Johannesburg - African Bank Investments [JSE:ABL], the unsecured lender that collapsed last year amid record losses, said the business created out of the bank’s viable assets will make a profit in 2017.

The newly created banking group will start operating in February and is expected to post a loss for the fiscal-full year ending September next year of R336m, Tom Winterboer, the lender’s administrator, said in a presentation to reporters in Johannesburg on Wednesday.

That will be followed by a profit of R542m in 2017. “This is the base case. We’re quite excited by the numbers,” he said.

African Bank failed in August 2014 as bad debts rose and funding dried up. The South African Reserve Bank (SARB) stepped in with a rescue plan that has put senior bondholders in line to recoup 90% of their investment and left subordinated debt holders facing a 62.5% loss.

Shareholders in the bank, which included government pension fund administrator the Public Investment Corp, Coronation Fund Managers and Allan Gray, also a fund manager, may still lose everything.

African Bank, which was the country’s biggest provider of unsecured credit, also released a 129-page information memorandum on Wednesday detailing the offer to creditors.

If its plan is approved, which African Bank said is likely following discussions with large investors, and signed off on by the Minister of Finance, its operational assets will be transferred into a so-called good bank that will start on February 1.

An initial public offering can probably only be planned after the new entity has a track record of about three years, according to Winterboer.

“On listing, if there’s an over-subscription, previous shareholders will get preferential treatment,” which won’t include preferential pricing, Winterboer said. “It’s unfortunate.”

SARB invests

Until the IPO, the central bank will be a 50% shareholder in African Bank and the PIC, as the government pension administrator is known, will hold 25%, with the rest of the shares taken up by South African banks, Winterboer said.

“We wouldn’t expect SARB’s support to cost taxpayers money because the central bank’s lending is being done on a commercial basis. The intention would be with a listing for SARB to sell or it could sell to another party,” he said.

To bolster its business model, African Bank will reduce the size and the term of loans, while cutting costs and narrowing the write-off period on bad debts to six months from 10.

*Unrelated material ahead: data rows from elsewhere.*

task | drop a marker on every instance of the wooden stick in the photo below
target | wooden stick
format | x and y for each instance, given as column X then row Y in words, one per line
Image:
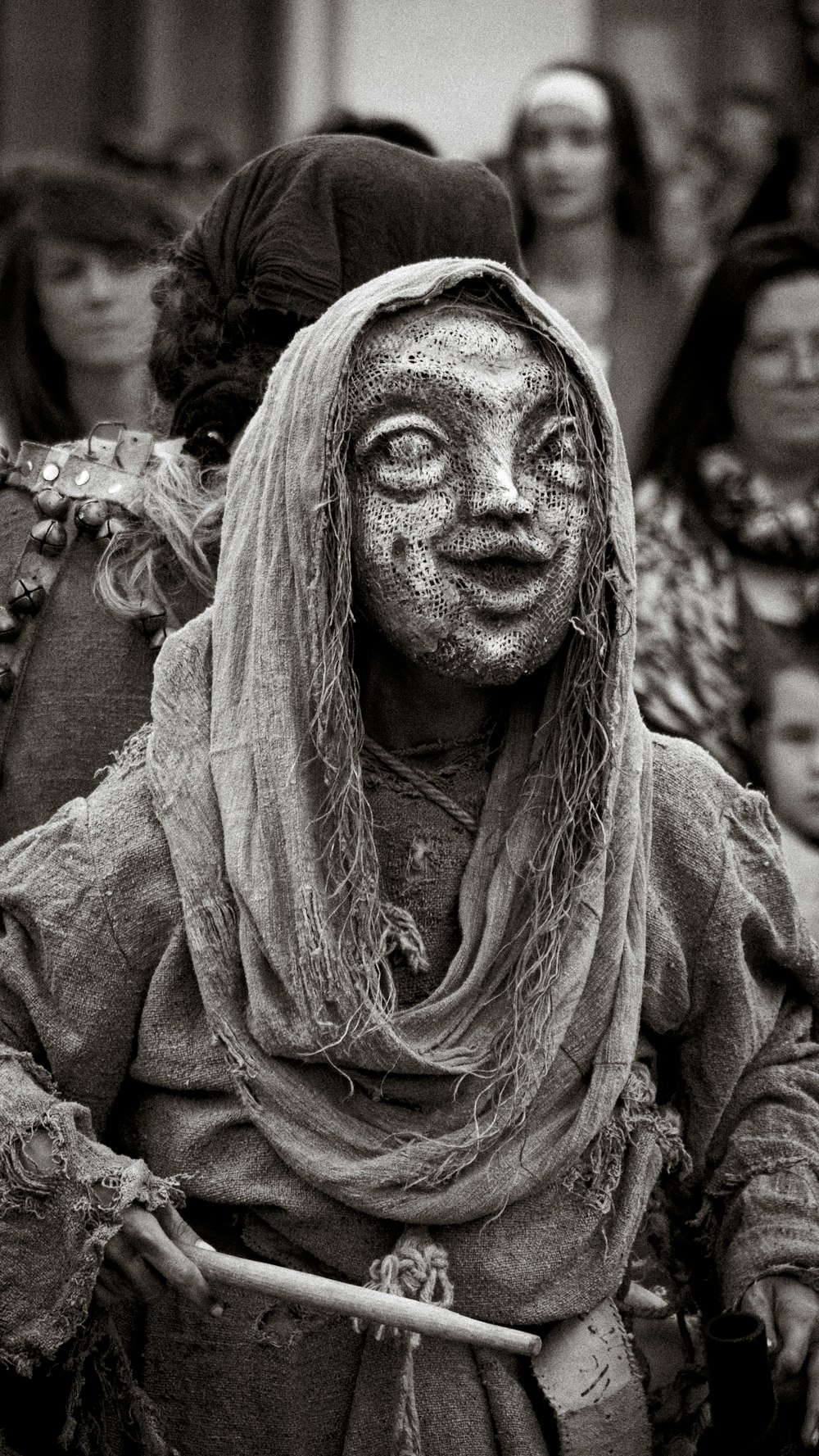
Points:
column 360, row 1304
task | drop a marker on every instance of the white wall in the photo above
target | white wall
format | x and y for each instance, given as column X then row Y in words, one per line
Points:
column 448, row 66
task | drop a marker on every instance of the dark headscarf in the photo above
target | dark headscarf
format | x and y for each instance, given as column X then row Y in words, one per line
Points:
column 305, row 223
column 292, row 232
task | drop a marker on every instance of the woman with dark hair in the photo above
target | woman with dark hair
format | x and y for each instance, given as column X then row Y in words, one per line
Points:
column 579, row 174
column 727, row 515
column 288, row 234
column 79, row 247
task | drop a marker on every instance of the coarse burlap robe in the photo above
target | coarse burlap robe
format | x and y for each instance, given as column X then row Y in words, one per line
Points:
column 240, row 791
column 201, row 954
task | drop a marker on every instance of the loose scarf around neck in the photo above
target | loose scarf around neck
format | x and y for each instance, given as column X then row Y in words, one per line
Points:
column 255, row 764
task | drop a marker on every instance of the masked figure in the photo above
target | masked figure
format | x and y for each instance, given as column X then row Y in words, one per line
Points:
column 380, row 942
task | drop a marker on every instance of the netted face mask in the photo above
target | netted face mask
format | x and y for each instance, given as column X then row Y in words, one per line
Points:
column 470, row 491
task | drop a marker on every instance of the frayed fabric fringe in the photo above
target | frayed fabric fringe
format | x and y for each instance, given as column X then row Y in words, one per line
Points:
column 598, row 1178
column 118, row 1416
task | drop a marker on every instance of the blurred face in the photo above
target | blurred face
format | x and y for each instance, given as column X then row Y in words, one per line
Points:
column 470, row 501
column 774, row 380
column 95, row 305
column 790, row 751
column 748, row 136
column 568, row 156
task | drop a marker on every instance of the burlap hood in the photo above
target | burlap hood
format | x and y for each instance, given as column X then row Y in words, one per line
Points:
column 256, row 775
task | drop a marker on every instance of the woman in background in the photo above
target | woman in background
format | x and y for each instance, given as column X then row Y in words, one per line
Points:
column 78, row 262
column 290, row 234
column 727, row 515
column 581, row 178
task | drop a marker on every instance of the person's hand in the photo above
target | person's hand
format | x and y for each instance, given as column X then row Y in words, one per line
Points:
column 147, row 1257
column 790, row 1315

The new bank will have an opening cash balance of R20.5bn and shouldn’t need to approach debt markets for financing until late 2018, according to the lender. The bank plans to publish results in December for the year ended September 2015, he said.

Today’s information memorandum has been delayed since May and the start of the new bank was originally pegged for next month. The June proposal by South Africa’s Department of Trade and Industry to cut the maximum interest rate on unsecured credit was partly to blame for the missed deadlines, according to David Gard, a member of Winterboer’s team.

“When the interest rate proposals came out we were quite concerned,” Winterboer said, having indicated that the changes may mean an 8% reduction in the maximum interest for unsecured loans. “We will lend less, but write offs will also be lower.”

Big job

To rescue the lender and create the good bank, Winterboer and his team have had to get banking laws changed, appoint new directors, fire some staff, negotiate with investors, produce financial results and arrange a sale of the lender’s Standard General Insurance Investors have until October 9 to comment on African Bank’s information memorandum and a final document is planned for October 26, after which the Minister of Finance will be asked to approve the plan by December 8.

Two more non-executive directors will be announced before then, bringing the bank’s board to 10, according to Winterboer.

“From February 1 the curatorship will continue on the residual bank,” he said. “The executives are starting to take over the running of the good bank. The CEO Brian Riley is already running the bank on a day to day basis.”